US Pharm . 2006;6:HS-26-HS-36.

Urinary tract infection (UTI)--a broad term used to describe bacterial infection of the urethra, bladder, and kidneys--is a problem frequently encountered by health care providers today. In addition to bacteria, viruses and fungi are other infectious agents that colonize the urinary tract. Traditionally, UTIs are categorized as uncomplicated or complicated, or by site of infection. Infections may be symptomatic or asymptomatic. Lower UTIs include urethritis and cystitis, and upper tract infections include pyelonephritis and renal abscesses. Acute infections are usually associated with a single pathogen; chronic infections are usually polymicrobial.

The economic impact of bacterial UTIs is a major factor affecting health care expenses today. Both outpatient and inpatient treatment contribute to overall costs.

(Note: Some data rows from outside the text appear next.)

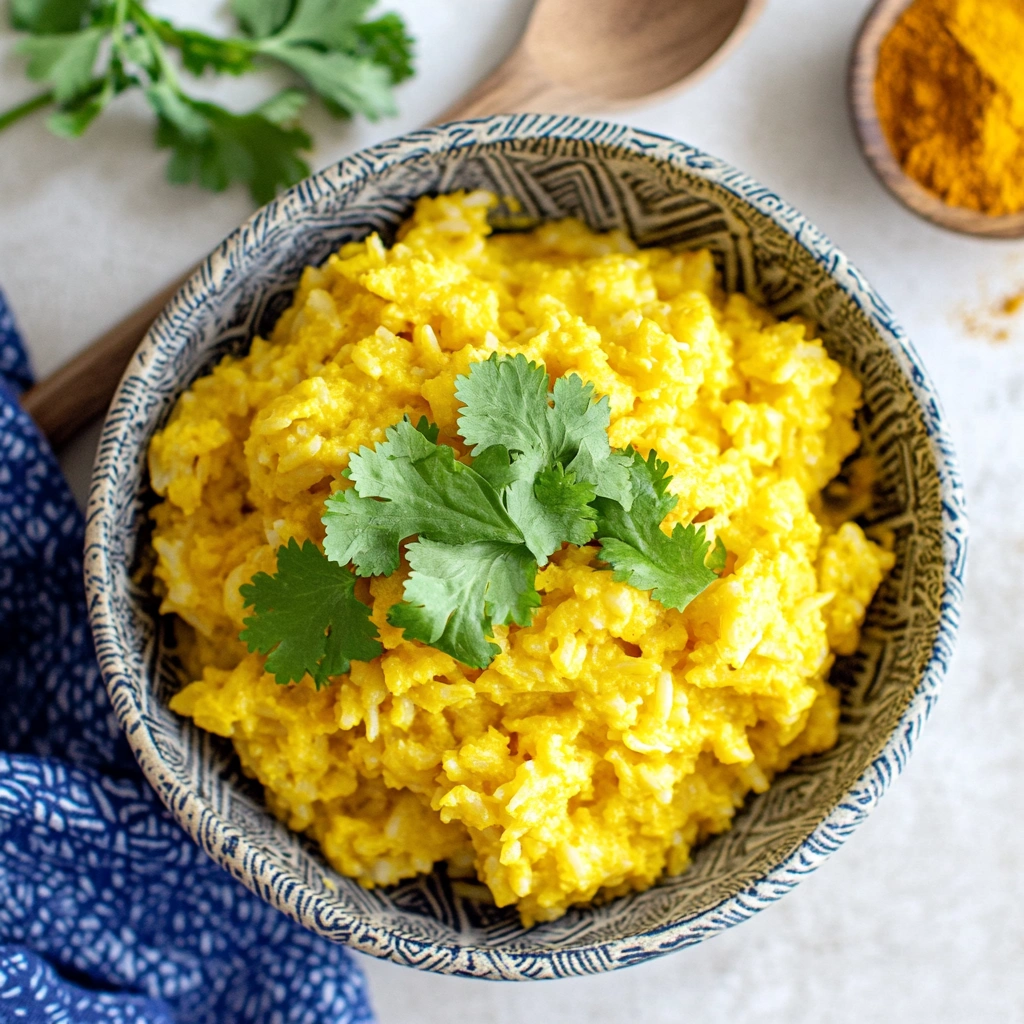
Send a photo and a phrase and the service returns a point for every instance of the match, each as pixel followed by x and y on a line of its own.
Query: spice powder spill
pixel 949 93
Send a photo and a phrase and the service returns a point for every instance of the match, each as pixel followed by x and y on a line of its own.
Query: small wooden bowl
pixel 863 68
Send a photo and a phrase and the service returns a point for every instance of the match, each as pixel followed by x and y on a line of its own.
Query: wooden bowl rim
pixel 863 68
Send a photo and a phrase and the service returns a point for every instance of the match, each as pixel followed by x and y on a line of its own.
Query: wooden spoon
pixel 574 56
pixel 863 69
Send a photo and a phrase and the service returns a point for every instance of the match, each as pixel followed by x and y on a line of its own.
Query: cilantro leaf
pixel 66 60
pixel 350 62
pixel 200 50
pixel 307 617
pixel 385 42
pixel 457 593
pixel 506 402
pixel 48 16
pixel 261 17
pixel 507 409
pixel 349 84
pixel 425 492
pixel 213 146
pixel 75 118
pixel 674 567
pixel 329 24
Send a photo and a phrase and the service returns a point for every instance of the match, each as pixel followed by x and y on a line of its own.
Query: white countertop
pixel 919 918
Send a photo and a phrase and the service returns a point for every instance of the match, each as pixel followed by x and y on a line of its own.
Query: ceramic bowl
pixel 662 193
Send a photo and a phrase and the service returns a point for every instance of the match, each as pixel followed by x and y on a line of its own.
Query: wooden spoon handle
pixel 74 395
pixel 516 85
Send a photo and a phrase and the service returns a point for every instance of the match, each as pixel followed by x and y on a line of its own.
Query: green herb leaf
pixel 507 403
pixel 328 24
pixel 66 61
pixel 385 42
pixel 76 117
pixel 561 457
pixel 307 617
pixel 213 146
pixel 261 17
pixel 352 85
pixel 351 64
pixel 674 567
pixel 200 50
pixel 425 492
pixel 48 16
pixel 457 593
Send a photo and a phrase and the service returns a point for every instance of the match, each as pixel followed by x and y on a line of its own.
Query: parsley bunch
pixel 543 474
pixel 89 51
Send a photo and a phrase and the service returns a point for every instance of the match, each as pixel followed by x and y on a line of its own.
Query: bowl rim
pixel 246 860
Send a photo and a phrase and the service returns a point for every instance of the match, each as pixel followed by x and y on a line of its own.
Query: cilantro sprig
pixel 542 474
pixel 87 52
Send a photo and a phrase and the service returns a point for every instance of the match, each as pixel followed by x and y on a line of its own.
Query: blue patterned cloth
pixel 109 912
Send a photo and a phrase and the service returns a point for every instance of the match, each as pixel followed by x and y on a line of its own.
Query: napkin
pixel 109 911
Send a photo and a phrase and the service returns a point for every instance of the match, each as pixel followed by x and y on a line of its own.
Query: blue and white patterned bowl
pixel 662 193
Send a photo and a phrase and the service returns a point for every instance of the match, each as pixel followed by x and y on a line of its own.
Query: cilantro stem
pixel 7 118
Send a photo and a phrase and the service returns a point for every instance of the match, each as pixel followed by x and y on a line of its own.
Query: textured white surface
pixel 919 918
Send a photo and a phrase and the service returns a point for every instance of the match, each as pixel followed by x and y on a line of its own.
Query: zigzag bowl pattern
pixel 660 192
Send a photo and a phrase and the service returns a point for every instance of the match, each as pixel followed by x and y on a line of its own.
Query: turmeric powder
pixel 949 93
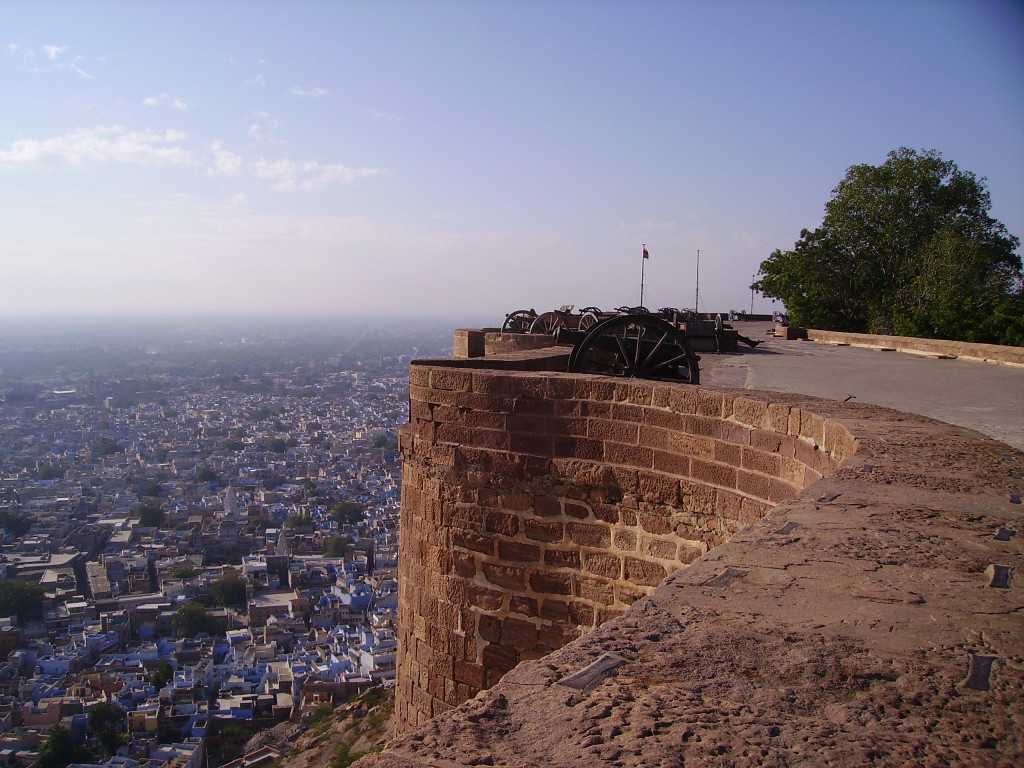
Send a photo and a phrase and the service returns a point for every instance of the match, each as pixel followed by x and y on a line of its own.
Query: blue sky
pixel 466 159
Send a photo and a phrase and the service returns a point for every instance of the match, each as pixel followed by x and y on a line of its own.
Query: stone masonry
pixel 607 571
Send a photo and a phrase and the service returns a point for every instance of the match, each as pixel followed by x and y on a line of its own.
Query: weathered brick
pixel 544 530
pixel 485 598
pixel 658 548
pixel 561 558
pixel 449 378
pixel 489 628
pixel 713 473
pixel 581 614
pixel 753 484
pixel 518 633
pixel 578 448
pixel 759 461
pixel 658 488
pixel 625 432
pixel 631 456
pixel 606 512
pixel 625 540
pixel 672 463
pixel 502 522
pixel 522 604
pixel 469 674
pixel 474 542
pixel 587 535
pixel 751 413
pixel 595 590
pixel 509 577
pixel 528 442
pixel 516 551
pixel 643 572
pixel 550 583
pixel 607 565
pixel 499 657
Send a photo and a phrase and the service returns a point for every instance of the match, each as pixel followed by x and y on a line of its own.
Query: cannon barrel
pixel 666 350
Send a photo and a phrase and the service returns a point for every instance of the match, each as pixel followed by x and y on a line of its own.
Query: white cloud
pixel 309 176
pixel 101 143
pixel 223 161
pixel 308 92
pixel 177 103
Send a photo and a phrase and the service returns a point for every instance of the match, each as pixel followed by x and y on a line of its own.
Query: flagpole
pixel 643 263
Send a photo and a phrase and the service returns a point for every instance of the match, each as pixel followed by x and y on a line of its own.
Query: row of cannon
pixel 629 341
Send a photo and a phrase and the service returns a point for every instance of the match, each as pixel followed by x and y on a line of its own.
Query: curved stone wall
pixel 537 506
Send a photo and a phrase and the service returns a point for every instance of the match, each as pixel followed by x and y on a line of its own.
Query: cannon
pixel 528 322
pixel 638 345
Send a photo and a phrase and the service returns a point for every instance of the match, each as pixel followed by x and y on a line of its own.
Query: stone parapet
pixel 538 506
pixel 753 579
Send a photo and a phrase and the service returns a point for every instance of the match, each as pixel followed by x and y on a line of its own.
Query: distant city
pixel 201 530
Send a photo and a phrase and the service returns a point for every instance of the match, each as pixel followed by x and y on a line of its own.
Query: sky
pixel 464 160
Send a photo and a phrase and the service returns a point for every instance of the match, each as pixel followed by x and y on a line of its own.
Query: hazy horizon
pixel 463 160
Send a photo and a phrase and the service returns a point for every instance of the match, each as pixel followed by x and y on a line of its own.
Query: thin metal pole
pixel 643 263
pixel 696 294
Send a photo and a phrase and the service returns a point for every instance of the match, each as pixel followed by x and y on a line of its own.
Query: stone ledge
pixel 944 348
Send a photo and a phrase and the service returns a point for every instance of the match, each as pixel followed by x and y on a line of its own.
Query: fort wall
pixel 538 506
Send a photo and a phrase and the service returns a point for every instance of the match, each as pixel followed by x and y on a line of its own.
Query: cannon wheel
pixel 546 323
pixel 668 353
pixel 518 322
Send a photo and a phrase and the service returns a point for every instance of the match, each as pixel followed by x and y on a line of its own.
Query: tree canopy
pixel 59 749
pixel 229 589
pixel 192 619
pixel 905 248
pixel 20 598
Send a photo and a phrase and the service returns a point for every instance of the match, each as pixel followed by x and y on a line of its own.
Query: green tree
pixel 20 598
pixel 192 619
pixel 60 750
pixel 51 471
pixel 348 513
pixel 905 248
pixel 229 589
pixel 336 546
pixel 299 521
pixel 107 721
pixel 150 514
pixel 15 523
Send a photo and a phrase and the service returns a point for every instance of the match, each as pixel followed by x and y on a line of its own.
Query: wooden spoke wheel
pixel 636 345
pixel 518 322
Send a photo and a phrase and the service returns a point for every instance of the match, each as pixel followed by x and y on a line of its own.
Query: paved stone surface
pixel 977 395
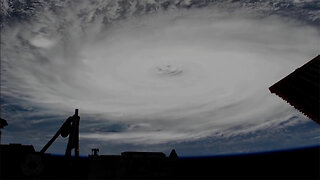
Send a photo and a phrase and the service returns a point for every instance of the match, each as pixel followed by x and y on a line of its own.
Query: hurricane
pixel 145 74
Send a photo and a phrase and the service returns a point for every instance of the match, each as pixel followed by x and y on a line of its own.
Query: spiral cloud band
pixel 171 76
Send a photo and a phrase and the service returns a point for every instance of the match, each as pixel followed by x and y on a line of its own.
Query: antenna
pixel 70 127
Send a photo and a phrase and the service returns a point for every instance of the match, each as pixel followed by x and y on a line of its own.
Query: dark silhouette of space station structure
pixel 300 89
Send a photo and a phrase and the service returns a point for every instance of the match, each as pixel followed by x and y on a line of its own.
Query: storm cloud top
pixel 156 72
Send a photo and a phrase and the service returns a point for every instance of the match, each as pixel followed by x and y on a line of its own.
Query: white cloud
pixel 227 63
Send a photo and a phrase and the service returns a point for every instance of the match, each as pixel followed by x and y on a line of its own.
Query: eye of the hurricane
pixel 168 70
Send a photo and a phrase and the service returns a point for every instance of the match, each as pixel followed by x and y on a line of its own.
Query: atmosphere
pixel 156 75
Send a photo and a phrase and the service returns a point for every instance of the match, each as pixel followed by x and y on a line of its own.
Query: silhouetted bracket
pixel 301 89
pixel 70 127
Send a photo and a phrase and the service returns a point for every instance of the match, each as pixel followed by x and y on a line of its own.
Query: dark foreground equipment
pixel 69 128
pixel 301 89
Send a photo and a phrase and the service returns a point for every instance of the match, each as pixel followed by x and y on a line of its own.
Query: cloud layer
pixel 167 77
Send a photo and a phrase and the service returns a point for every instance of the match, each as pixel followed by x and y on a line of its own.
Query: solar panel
pixel 301 89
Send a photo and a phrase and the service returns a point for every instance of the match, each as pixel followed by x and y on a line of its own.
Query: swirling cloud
pixel 167 77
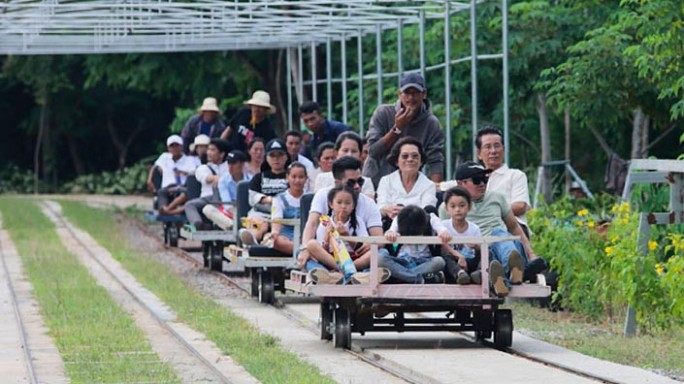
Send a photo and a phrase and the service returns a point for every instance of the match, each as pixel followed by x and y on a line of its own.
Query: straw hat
pixel 261 99
pixel 209 104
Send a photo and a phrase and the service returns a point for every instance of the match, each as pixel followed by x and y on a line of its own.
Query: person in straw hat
pixel 206 122
pixel 251 122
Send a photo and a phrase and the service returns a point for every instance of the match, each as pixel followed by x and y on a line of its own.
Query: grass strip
pixel 98 341
pixel 260 354
pixel 662 352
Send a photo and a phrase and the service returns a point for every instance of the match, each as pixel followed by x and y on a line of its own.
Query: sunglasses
pixel 477 180
pixel 351 182
pixel 406 156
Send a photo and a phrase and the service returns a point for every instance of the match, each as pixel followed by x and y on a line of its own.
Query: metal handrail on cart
pixel 364 308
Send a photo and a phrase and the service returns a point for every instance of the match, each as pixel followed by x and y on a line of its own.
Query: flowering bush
pixel 593 246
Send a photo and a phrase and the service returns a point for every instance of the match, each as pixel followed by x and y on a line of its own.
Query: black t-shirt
pixel 243 132
pixel 268 183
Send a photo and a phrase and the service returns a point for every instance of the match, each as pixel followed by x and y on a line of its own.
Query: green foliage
pixel 601 270
pixel 126 181
pixel 16 180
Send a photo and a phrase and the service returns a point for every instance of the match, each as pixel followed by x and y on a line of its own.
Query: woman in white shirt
pixel 407 185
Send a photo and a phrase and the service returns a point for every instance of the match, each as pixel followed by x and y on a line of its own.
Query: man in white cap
pixel 175 168
pixel 207 122
pixel 412 116
pixel 251 122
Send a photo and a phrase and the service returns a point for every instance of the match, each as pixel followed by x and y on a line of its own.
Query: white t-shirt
pixel 391 191
pixel 326 179
pixel 203 172
pixel 166 164
pixel 361 230
pixel 277 208
pixel 472 231
pixel 512 183
pixel 367 212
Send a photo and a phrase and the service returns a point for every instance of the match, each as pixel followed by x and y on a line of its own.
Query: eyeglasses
pixel 351 182
pixel 477 180
pixel 492 146
pixel 414 156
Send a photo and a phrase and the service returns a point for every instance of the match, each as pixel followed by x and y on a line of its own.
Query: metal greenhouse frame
pixel 35 27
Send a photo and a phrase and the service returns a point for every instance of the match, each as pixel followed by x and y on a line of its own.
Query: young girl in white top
pixel 462 262
pixel 286 206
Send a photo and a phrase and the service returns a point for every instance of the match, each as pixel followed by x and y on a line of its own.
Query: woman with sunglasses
pixel 407 185
pixel 348 144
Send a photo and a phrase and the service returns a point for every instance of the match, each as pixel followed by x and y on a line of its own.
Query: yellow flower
pixel 652 245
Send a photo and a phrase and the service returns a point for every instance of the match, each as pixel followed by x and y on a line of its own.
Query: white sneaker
pixel 322 276
pixel 364 277
pixel 247 237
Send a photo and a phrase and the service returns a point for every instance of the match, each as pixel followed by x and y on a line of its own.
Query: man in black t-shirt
pixel 251 122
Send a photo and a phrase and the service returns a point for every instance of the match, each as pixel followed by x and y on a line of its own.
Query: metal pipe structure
pixel 473 70
pixel 400 51
pixel 314 74
pixel 447 86
pixel 328 75
pixel 378 56
pixel 504 49
pixel 343 58
pixel 359 54
pixel 288 69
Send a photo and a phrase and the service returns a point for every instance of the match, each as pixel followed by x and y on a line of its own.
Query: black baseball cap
pixel 275 145
pixel 412 80
pixel 469 169
pixel 235 156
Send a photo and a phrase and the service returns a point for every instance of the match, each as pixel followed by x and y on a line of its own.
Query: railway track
pixel 371 357
pixel 203 366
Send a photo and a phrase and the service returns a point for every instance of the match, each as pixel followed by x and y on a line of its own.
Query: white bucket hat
pixel 209 104
pixel 261 99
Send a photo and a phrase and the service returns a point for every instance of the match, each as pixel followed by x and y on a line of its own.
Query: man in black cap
pixel 208 176
pixel 223 215
pixel 492 213
pixel 412 116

The urinary tract is the most common site of hospital infection, accounting for more than 40% of nosocomial infections (estimated to be 600,000 patients per year) reported by acute care hospitals.1 The vast majority of hospital-acquired infections are due to indwelling catheters. On average, a hospital-acquired UTI increases length of stay by one day, resulting in nearly one million extra hospital days. The economic impact is between $424 million and $451 million annually. 2 UTI accounts for approximately eight million health care provider visits in the United States. More than 100,000 hospitalizations per year are due to infections of the urinary tract. Uncomplicated cystitis is by far the most common outpatient infection, while pyelonephritis accounts for the majority of inpatient visits.3 Diagnosis of UTIs accounts for an estimated $6 billion in health care expenditures.4

Epidemiology
Nearly half of all women will have a UTI once in their lives.5 It has been reported that one third of women will have had at least one UTI by age 24 years.6 Simple, uncomplicated UTIs are quite common in women ages 20 to 50. The geriatric community is frequently affected by these infections. Notably, these infections often do not cause symptoms.7 UTIs are the second most common type of infection in the geriatric population, accounting for nearly 25% of all infections in the elderly.6 Fifty percent of elderly women are affected by asymptomatic bacteriuria. In many cases, bladder catheriterization is a contributing factor; 38% of chronic care residents require bladder catheterization, a cause for the increasing incidence of UTIs in the elderly.8

The pediatric population is also affected by UTIs. Bacteriuria is present in 2.7% of boys and 0.7% of girls.9 Uncircumcised males have a higher incidence of infection. Uncircumcised infants younger than 6 months have a higher incidence of gram-negative uropathogens.6 The rate of hospital admission is higher in uncircumcised boys, since this population has a 12-fold increased UTI risk. 10 A study by Nuutinen and Uhari found that 35% of boys and 32% of girls who had their first UTI before age 1 contracted a recurrent UTI during the next three years.11 Other risk factors for exposure in infants are hospitalization and catheterization. Children between ages 1 and 5 years have a 4.5% increased incidence of bacteriuria.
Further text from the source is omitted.